Java-the-language has booleans. The JVM (Java-the-bytecode, Java-the-bytecode-runner) mostly doesn't. There are ways to convey that e.g. a method's return type is boolean
, so booleans exist when describing the signatures of things, but the runtime model does not have them. For example, if we look at the full list of all bytecode instructions and we scan for e.g. the xLOAD
instruction, there's:
aload
, which loads references
dload
which loads doubles
fload
which loads floats
iload
which loads ints
lload
which loads longs
That's it. There is no bload
or zload
to load a boolean, because they don't exist. They do exist when loading off of arrays. This makes some sense: You wouldn't want a new byte[100]
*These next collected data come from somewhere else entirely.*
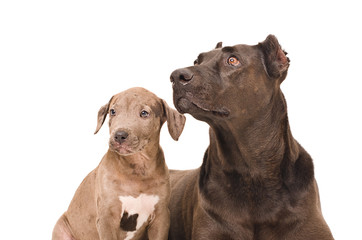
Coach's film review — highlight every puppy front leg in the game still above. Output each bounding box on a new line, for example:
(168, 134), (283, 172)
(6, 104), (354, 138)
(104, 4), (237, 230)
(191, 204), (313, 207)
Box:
(96, 205), (121, 240)
(96, 216), (118, 240)
(147, 206), (170, 240)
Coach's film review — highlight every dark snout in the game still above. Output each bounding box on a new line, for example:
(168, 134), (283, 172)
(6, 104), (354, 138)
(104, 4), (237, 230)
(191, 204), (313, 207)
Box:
(170, 63), (230, 120)
(114, 131), (129, 144)
(170, 68), (194, 85)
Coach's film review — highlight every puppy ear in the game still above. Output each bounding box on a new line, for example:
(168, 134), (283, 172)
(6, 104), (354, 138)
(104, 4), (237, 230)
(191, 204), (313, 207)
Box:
(215, 42), (223, 49)
(94, 96), (113, 134)
(161, 99), (186, 141)
(259, 34), (290, 82)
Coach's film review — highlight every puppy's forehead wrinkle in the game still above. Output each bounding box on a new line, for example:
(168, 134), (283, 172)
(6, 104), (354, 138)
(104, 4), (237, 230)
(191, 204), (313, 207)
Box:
(113, 99), (155, 112)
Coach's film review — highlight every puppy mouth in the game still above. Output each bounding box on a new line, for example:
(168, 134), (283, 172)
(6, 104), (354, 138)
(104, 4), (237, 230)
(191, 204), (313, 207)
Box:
(109, 140), (136, 155)
(176, 94), (230, 117)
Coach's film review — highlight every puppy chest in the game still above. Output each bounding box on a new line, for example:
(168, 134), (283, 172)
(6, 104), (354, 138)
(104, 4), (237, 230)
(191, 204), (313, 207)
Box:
(119, 194), (159, 239)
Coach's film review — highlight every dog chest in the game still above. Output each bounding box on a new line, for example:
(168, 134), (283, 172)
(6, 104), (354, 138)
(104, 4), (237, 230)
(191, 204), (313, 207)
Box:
(119, 194), (159, 239)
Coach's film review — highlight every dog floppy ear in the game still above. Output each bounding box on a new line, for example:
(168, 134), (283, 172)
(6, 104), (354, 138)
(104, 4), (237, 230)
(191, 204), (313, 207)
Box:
(259, 34), (290, 82)
(94, 96), (113, 134)
(161, 99), (186, 141)
(215, 42), (223, 49)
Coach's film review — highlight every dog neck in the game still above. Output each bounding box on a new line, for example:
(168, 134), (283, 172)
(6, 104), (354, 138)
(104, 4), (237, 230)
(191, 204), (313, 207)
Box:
(106, 142), (165, 178)
(204, 90), (300, 181)
(199, 90), (316, 220)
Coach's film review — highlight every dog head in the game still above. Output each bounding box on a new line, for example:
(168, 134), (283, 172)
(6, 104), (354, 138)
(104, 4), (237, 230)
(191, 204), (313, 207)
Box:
(170, 35), (289, 126)
(94, 87), (186, 156)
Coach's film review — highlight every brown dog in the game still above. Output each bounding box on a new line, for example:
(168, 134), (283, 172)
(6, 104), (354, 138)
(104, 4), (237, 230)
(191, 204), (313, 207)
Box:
(169, 35), (334, 239)
(52, 87), (185, 240)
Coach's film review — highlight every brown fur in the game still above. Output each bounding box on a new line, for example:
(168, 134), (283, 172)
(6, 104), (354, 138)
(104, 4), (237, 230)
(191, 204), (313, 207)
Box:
(52, 87), (185, 240)
(169, 35), (334, 239)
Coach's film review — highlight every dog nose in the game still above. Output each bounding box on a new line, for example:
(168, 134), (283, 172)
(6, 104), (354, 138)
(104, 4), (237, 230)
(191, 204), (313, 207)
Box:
(114, 131), (129, 144)
(170, 68), (194, 85)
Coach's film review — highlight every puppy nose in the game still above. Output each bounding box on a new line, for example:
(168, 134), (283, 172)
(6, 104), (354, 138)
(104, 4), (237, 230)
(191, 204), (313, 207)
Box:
(170, 68), (194, 85)
(114, 131), (129, 144)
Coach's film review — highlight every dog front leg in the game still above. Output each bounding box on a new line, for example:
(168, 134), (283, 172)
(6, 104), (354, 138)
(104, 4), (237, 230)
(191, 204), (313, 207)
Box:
(147, 206), (170, 240)
(96, 206), (120, 240)
(96, 217), (118, 240)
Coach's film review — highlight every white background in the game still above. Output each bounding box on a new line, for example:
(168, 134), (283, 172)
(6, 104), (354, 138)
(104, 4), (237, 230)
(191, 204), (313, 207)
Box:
(1, 0), (361, 239)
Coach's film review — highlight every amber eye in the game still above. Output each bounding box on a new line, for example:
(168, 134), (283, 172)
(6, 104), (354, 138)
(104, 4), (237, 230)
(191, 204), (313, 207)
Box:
(140, 110), (150, 118)
(227, 56), (240, 66)
(110, 109), (116, 116)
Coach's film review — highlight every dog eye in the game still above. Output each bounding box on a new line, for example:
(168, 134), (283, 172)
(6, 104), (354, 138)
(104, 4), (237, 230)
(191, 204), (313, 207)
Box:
(227, 56), (240, 66)
(140, 110), (150, 118)
(110, 109), (116, 116)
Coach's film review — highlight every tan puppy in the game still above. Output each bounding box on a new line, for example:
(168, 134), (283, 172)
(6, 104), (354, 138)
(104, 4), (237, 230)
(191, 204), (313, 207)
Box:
(52, 87), (186, 240)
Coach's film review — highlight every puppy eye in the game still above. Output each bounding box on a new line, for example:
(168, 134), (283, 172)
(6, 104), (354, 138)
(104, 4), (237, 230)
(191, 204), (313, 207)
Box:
(227, 56), (240, 66)
(140, 110), (150, 118)
(110, 109), (116, 116)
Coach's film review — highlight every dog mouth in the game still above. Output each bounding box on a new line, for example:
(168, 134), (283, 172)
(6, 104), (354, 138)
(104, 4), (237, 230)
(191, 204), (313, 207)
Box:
(110, 141), (135, 155)
(109, 139), (138, 156)
(176, 94), (230, 117)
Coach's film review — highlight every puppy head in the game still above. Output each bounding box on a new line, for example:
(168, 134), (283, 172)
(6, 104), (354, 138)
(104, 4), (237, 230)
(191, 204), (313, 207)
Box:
(94, 87), (186, 156)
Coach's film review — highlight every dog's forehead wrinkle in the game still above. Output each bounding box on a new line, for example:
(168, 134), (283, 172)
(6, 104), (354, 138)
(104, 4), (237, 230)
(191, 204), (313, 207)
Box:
(221, 46), (235, 53)
(223, 44), (257, 56)
(198, 49), (221, 63)
(114, 96), (157, 114)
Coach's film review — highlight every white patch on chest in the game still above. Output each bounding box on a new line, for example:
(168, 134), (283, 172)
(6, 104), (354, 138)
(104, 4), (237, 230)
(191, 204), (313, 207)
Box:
(119, 194), (159, 240)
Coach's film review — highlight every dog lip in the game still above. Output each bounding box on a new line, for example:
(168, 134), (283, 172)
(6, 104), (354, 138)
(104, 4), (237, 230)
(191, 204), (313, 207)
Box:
(190, 100), (211, 112)
(176, 96), (230, 117)
(110, 140), (134, 155)
(175, 97), (190, 114)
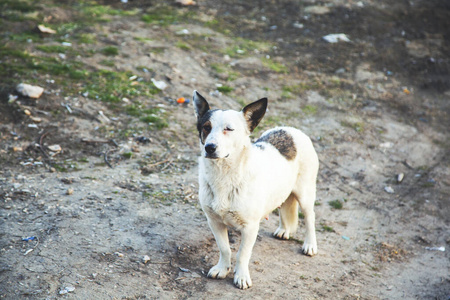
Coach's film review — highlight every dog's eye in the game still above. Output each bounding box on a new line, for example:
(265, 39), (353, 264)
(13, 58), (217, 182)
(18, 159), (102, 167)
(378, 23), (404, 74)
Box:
(225, 127), (234, 132)
(203, 124), (212, 132)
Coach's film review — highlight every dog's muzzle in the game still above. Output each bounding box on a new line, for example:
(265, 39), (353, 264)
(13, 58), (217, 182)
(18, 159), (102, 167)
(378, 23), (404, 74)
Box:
(204, 143), (220, 159)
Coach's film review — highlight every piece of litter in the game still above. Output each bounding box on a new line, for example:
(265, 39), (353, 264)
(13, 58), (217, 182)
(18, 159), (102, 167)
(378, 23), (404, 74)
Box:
(397, 173), (404, 183)
(66, 188), (74, 195)
(59, 286), (75, 295)
(142, 255), (151, 264)
(16, 83), (44, 98)
(176, 29), (190, 35)
(151, 78), (168, 90)
(61, 42), (72, 47)
(38, 24), (56, 34)
(8, 94), (18, 103)
(176, 0), (196, 5)
(425, 246), (445, 252)
(48, 144), (62, 152)
(24, 249), (34, 256)
(384, 186), (394, 194)
(293, 22), (304, 29)
(179, 267), (190, 272)
(22, 236), (37, 241)
(342, 236), (350, 240)
(323, 33), (351, 43)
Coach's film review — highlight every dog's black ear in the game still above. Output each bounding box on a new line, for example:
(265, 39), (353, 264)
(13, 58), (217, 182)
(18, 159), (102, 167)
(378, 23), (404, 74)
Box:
(193, 90), (210, 119)
(242, 98), (268, 132)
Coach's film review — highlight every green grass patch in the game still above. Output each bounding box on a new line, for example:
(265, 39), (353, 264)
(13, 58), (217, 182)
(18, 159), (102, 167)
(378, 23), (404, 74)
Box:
(328, 199), (343, 209)
(100, 46), (119, 56)
(100, 59), (115, 67)
(217, 85), (234, 94)
(82, 70), (159, 103)
(36, 45), (68, 53)
(77, 33), (96, 44)
(302, 105), (318, 115)
(321, 224), (335, 232)
(222, 38), (272, 58)
(141, 7), (180, 26)
(176, 42), (191, 51)
(121, 152), (133, 159)
(341, 120), (365, 132)
(262, 58), (288, 73)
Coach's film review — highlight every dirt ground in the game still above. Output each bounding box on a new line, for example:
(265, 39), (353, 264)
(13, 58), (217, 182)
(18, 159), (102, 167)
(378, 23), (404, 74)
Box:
(0, 0), (449, 299)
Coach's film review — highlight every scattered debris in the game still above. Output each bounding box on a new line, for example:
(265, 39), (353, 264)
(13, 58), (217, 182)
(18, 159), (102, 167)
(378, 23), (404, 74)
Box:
(179, 267), (190, 272)
(115, 252), (124, 257)
(384, 186), (394, 194)
(293, 22), (304, 29)
(151, 78), (168, 90)
(142, 255), (151, 264)
(322, 33), (351, 43)
(176, 29), (190, 35)
(47, 144), (62, 152)
(8, 94), (18, 103)
(176, 0), (196, 5)
(37, 24), (56, 34)
(61, 42), (72, 47)
(425, 246), (445, 252)
(304, 5), (330, 15)
(342, 236), (350, 240)
(59, 286), (75, 295)
(16, 83), (44, 98)
(97, 111), (111, 123)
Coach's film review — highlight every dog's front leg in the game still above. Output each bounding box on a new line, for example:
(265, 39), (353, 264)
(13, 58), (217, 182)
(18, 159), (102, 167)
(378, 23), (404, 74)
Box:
(234, 223), (259, 289)
(206, 217), (232, 279)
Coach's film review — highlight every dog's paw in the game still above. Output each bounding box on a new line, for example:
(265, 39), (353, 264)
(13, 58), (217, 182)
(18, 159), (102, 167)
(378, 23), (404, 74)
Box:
(233, 269), (252, 289)
(302, 240), (317, 256)
(273, 227), (290, 240)
(207, 264), (231, 279)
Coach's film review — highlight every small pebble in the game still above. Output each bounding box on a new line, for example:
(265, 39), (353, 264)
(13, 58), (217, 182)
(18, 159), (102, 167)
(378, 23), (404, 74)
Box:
(142, 255), (151, 264)
(66, 188), (74, 195)
(384, 186), (394, 194)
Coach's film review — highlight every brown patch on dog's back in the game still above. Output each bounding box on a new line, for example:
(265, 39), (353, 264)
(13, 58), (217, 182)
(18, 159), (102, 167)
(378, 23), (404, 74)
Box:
(256, 129), (297, 160)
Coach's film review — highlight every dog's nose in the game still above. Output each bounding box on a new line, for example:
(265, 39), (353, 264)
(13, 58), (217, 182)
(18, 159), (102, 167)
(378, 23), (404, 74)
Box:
(205, 143), (217, 154)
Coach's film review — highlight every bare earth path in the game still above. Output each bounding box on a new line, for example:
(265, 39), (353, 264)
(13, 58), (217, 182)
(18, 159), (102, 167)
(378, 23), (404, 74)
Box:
(0, 0), (449, 299)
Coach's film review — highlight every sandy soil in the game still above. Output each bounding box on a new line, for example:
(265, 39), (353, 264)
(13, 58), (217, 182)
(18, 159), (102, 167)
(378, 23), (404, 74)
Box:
(0, 0), (449, 299)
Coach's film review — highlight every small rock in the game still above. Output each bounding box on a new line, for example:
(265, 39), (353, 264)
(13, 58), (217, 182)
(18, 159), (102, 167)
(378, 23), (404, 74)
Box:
(151, 79), (168, 90)
(66, 188), (74, 195)
(322, 33), (351, 43)
(142, 255), (151, 264)
(384, 186), (394, 194)
(48, 144), (62, 152)
(8, 94), (18, 103)
(397, 173), (404, 183)
(38, 24), (56, 34)
(304, 5), (330, 15)
(30, 116), (42, 123)
(176, 0), (196, 5)
(16, 83), (44, 99)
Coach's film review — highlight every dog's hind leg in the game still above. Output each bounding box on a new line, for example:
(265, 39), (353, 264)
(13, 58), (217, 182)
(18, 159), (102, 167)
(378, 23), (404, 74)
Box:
(296, 183), (318, 256)
(273, 193), (299, 240)
(206, 217), (232, 279)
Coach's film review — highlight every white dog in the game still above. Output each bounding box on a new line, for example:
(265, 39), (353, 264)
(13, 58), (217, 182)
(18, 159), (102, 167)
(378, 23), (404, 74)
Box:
(193, 90), (319, 289)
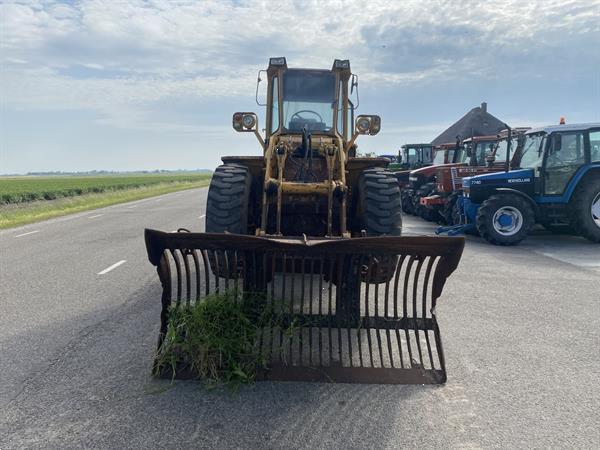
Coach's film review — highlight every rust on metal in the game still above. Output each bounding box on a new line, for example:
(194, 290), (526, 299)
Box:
(145, 229), (465, 384)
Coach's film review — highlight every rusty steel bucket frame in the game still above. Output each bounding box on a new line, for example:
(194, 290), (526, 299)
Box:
(145, 229), (465, 384)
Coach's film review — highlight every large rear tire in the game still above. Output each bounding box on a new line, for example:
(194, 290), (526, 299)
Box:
(476, 194), (534, 245)
(206, 164), (252, 234)
(358, 168), (402, 236)
(569, 178), (600, 243)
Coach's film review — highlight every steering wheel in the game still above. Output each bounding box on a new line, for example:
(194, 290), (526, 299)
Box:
(290, 110), (323, 124)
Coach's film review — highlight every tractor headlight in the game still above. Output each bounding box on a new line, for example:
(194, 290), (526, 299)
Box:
(242, 114), (256, 129)
(355, 115), (381, 136)
(356, 117), (370, 133)
(333, 59), (350, 69)
(232, 112), (258, 132)
(269, 57), (287, 66)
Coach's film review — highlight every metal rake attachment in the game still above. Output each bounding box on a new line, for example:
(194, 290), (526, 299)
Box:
(145, 230), (464, 384)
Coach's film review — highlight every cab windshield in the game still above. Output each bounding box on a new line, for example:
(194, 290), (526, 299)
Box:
(433, 149), (446, 164)
(471, 141), (496, 165)
(518, 133), (545, 169)
(454, 145), (468, 163)
(494, 137), (518, 163)
(403, 146), (433, 164)
(281, 70), (336, 133)
(402, 147), (420, 165)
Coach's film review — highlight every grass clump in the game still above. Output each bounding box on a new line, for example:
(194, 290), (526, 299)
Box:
(155, 292), (268, 389)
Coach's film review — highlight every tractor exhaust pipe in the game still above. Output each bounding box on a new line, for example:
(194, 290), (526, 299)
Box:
(504, 124), (512, 172)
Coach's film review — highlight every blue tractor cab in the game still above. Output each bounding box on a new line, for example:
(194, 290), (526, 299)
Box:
(457, 122), (600, 245)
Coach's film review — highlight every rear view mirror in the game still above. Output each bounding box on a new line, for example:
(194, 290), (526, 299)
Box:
(255, 70), (267, 106)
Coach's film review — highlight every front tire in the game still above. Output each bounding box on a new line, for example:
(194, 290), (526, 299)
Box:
(569, 178), (600, 243)
(443, 193), (459, 225)
(357, 168), (402, 236)
(357, 168), (402, 284)
(206, 164), (252, 234)
(476, 194), (534, 245)
(205, 164), (253, 278)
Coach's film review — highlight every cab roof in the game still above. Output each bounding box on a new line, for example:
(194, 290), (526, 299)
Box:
(527, 122), (600, 135)
(462, 135), (499, 143)
(401, 143), (433, 149)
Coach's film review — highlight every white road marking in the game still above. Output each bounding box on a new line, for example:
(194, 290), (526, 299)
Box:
(97, 260), (127, 275)
(14, 230), (40, 238)
(88, 214), (104, 219)
(199, 214), (205, 219)
(127, 204), (138, 209)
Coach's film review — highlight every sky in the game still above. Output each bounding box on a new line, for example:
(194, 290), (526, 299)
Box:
(1, 0), (599, 174)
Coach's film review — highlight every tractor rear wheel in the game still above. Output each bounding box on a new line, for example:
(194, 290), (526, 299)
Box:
(358, 168), (403, 235)
(569, 178), (600, 243)
(476, 194), (534, 245)
(206, 163), (252, 234)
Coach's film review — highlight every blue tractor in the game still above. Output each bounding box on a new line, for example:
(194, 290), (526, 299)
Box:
(459, 122), (600, 245)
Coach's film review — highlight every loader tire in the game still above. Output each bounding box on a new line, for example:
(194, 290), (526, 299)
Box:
(569, 178), (600, 243)
(476, 194), (534, 246)
(206, 163), (252, 234)
(357, 168), (402, 284)
(358, 168), (402, 236)
(205, 164), (252, 280)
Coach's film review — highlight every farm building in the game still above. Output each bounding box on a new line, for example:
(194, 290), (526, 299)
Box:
(432, 102), (507, 146)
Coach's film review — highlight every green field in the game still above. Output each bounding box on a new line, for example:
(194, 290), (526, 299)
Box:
(0, 173), (212, 229)
(0, 173), (211, 204)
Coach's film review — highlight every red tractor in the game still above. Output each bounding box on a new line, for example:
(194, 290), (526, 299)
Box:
(400, 141), (460, 215)
(419, 129), (529, 224)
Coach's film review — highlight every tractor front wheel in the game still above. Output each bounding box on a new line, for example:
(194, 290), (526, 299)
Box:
(569, 178), (600, 243)
(443, 193), (459, 225)
(476, 194), (534, 245)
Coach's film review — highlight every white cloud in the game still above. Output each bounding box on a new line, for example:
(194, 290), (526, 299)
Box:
(1, 0), (599, 132)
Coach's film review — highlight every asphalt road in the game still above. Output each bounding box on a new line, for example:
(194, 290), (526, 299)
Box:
(1, 187), (599, 449)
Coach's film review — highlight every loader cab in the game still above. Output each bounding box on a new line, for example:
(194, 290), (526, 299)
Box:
(265, 58), (357, 143)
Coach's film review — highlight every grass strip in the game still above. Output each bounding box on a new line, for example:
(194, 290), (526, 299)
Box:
(0, 179), (210, 229)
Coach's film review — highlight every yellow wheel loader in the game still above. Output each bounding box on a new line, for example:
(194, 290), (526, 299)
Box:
(208, 57), (401, 239)
(145, 58), (465, 384)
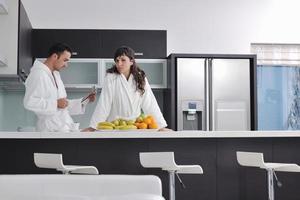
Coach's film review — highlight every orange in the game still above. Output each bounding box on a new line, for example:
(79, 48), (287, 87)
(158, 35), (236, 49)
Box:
(149, 122), (158, 129)
(144, 115), (155, 124)
(138, 122), (148, 129)
(143, 117), (152, 125)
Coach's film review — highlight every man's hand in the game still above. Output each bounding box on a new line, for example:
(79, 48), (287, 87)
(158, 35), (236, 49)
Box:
(57, 98), (68, 109)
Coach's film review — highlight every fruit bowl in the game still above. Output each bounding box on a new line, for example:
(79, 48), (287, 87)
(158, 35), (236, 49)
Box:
(96, 129), (159, 132)
(96, 114), (159, 131)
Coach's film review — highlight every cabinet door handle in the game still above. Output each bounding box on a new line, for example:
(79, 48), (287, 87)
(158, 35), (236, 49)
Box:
(19, 68), (29, 81)
(134, 52), (143, 56)
(72, 52), (78, 56)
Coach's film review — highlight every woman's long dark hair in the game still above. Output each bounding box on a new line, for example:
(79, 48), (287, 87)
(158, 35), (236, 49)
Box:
(107, 46), (146, 95)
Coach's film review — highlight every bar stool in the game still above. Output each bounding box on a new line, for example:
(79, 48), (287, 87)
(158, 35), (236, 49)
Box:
(139, 152), (203, 200)
(237, 151), (300, 200)
(34, 153), (99, 175)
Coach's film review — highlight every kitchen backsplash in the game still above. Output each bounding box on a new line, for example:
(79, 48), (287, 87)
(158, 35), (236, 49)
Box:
(0, 89), (165, 131)
(0, 90), (36, 131)
(0, 90), (99, 131)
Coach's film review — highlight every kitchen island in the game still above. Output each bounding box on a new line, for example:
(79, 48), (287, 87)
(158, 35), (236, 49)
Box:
(1, 131), (300, 200)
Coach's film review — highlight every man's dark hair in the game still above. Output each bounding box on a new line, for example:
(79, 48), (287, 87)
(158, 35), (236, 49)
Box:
(47, 43), (72, 58)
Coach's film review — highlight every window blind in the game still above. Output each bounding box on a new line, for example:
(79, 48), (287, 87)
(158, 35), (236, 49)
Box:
(251, 43), (300, 66)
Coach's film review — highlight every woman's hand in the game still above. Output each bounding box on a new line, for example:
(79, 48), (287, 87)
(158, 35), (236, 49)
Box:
(158, 127), (173, 131)
(81, 127), (96, 132)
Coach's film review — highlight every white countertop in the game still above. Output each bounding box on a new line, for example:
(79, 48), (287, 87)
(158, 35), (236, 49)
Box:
(1, 131), (300, 139)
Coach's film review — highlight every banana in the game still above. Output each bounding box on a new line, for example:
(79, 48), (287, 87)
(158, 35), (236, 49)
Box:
(127, 120), (135, 125)
(119, 125), (138, 130)
(97, 122), (137, 130)
(114, 125), (126, 130)
(97, 125), (114, 130)
(98, 121), (115, 127)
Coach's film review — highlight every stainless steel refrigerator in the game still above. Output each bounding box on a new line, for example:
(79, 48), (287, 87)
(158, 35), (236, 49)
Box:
(166, 54), (257, 131)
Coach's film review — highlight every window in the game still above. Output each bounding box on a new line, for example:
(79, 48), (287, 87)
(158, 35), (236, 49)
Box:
(252, 44), (300, 130)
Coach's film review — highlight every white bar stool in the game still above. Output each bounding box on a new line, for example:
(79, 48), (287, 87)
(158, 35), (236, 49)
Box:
(237, 151), (300, 200)
(140, 152), (203, 200)
(34, 153), (99, 175)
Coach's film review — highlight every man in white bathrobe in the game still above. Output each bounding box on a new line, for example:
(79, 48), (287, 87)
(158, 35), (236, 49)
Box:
(23, 43), (95, 132)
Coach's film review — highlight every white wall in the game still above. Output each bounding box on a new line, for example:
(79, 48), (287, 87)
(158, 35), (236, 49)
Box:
(21, 0), (300, 55)
(0, 0), (18, 74)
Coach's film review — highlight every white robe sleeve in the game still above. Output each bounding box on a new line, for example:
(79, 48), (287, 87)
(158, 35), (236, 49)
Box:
(89, 75), (113, 129)
(141, 78), (167, 129)
(54, 71), (86, 116)
(23, 73), (57, 115)
(67, 98), (86, 115)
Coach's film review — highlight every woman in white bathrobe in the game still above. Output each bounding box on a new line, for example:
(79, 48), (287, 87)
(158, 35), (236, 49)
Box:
(86, 46), (170, 131)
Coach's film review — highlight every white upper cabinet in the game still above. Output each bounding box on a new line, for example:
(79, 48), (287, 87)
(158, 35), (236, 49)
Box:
(37, 58), (167, 89)
(0, 53), (7, 66)
(37, 58), (101, 88)
(0, 0), (31, 76)
(101, 59), (167, 88)
(59, 59), (100, 88)
(0, 0), (8, 67)
(0, 0), (8, 14)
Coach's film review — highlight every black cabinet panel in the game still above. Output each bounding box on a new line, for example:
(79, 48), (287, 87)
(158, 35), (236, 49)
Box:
(273, 138), (300, 200)
(148, 138), (217, 200)
(76, 139), (149, 175)
(32, 29), (102, 58)
(0, 139), (42, 174)
(217, 138), (272, 200)
(101, 30), (167, 58)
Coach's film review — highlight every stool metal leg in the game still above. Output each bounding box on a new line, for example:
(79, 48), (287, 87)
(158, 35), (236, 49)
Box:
(267, 169), (274, 200)
(169, 171), (176, 200)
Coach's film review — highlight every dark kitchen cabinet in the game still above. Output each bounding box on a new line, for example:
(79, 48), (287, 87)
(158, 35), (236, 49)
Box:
(101, 30), (166, 58)
(32, 29), (102, 58)
(18, 0), (32, 78)
(32, 29), (166, 59)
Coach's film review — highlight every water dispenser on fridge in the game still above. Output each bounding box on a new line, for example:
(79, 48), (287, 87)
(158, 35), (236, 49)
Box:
(181, 100), (204, 130)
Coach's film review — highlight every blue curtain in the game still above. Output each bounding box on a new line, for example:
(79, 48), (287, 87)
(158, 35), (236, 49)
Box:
(287, 67), (300, 129)
(257, 65), (300, 130)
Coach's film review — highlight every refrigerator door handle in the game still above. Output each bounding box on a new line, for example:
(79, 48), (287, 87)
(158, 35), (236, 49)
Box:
(205, 58), (210, 131)
(208, 58), (213, 131)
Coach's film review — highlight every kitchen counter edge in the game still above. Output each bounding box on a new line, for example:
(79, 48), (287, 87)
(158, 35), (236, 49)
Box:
(0, 131), (300, 139)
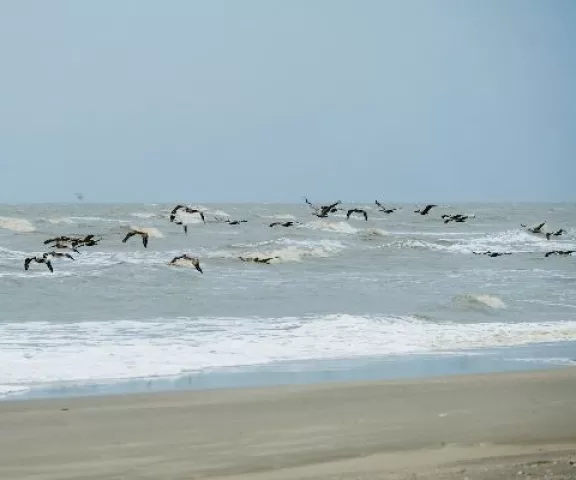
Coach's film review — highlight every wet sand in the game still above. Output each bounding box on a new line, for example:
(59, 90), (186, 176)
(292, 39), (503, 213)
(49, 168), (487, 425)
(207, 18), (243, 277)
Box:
(1, 368), (575, 479)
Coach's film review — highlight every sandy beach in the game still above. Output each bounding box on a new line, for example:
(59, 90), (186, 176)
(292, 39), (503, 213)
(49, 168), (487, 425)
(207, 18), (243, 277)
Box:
(1, 369), (576, 480)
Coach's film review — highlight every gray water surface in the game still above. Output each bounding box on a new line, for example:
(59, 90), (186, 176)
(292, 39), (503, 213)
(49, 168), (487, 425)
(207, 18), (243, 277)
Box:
(0, 202), (575, 397)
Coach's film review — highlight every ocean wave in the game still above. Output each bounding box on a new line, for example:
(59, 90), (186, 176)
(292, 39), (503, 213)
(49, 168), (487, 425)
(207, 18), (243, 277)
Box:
(304, 220), (358, 234)
(0, 246), (28, 260)
(45, 217), (76, 225)
(69, 216), (128, 224)
(2, 314), (576, 392)
(131, 212), (161, 219)
(446, 229), (575, 254)
(210, 238), (346, 263)
(0, 217), (35, 233)
(452, 293), (507, 310)
(385, 229), (575, 254)
(262, 214), (296, 220)
(210, 209), (230, 217)
(358, 228), (389, 239)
to take up 400 bytes of memory because each byte has to be as large as an int. However, for a single field or local variable, the amount of CPU time you'd waste trying to cajole the CPU, which is fundamentally a 64-bit based concept, into working on chunks of a word, vastly exceeds any gain you'd have by being 'efficient' with your locals. So, just a local var boolean b;
takes 64 bits, even though it could have fit in just 1.
The various auto-generated notes in the code added by the debugger refer to all this. At the bytecode level, Local variables do not exist either - instead, there are 'slots' and javac
is free to reuse. For example, this code:
void foo() {
int x = 5;
System.out.println(x);
int y = 10;
System.out.println(y);
}
will compile down to just one slot (given that x is no longer used when you declare y, why not reuse the slot?), or possibly even zero slots as these can just be translated to an ICONST instruction + an invoke.
That's what Slot_5
is all about.
What does a 'slot' hold? well, a reference, an int, a long, a float, or a double. That's it. It cannot hold booleans, shorts, bytes, or chars, because those do not exist. javac
rewrites boolean logic to 0/1-based int logic.
And the debugger is just following along with that. Possibly the debugger is a bit 'lost', it's job is to translate what the bytecode is doing back to track as close as possible with the source it has.
There's certainly nothing wrong with your compiler. I doubt there's anything "wrong" with your debugger, other than that it simply isn't as advanced as it could be.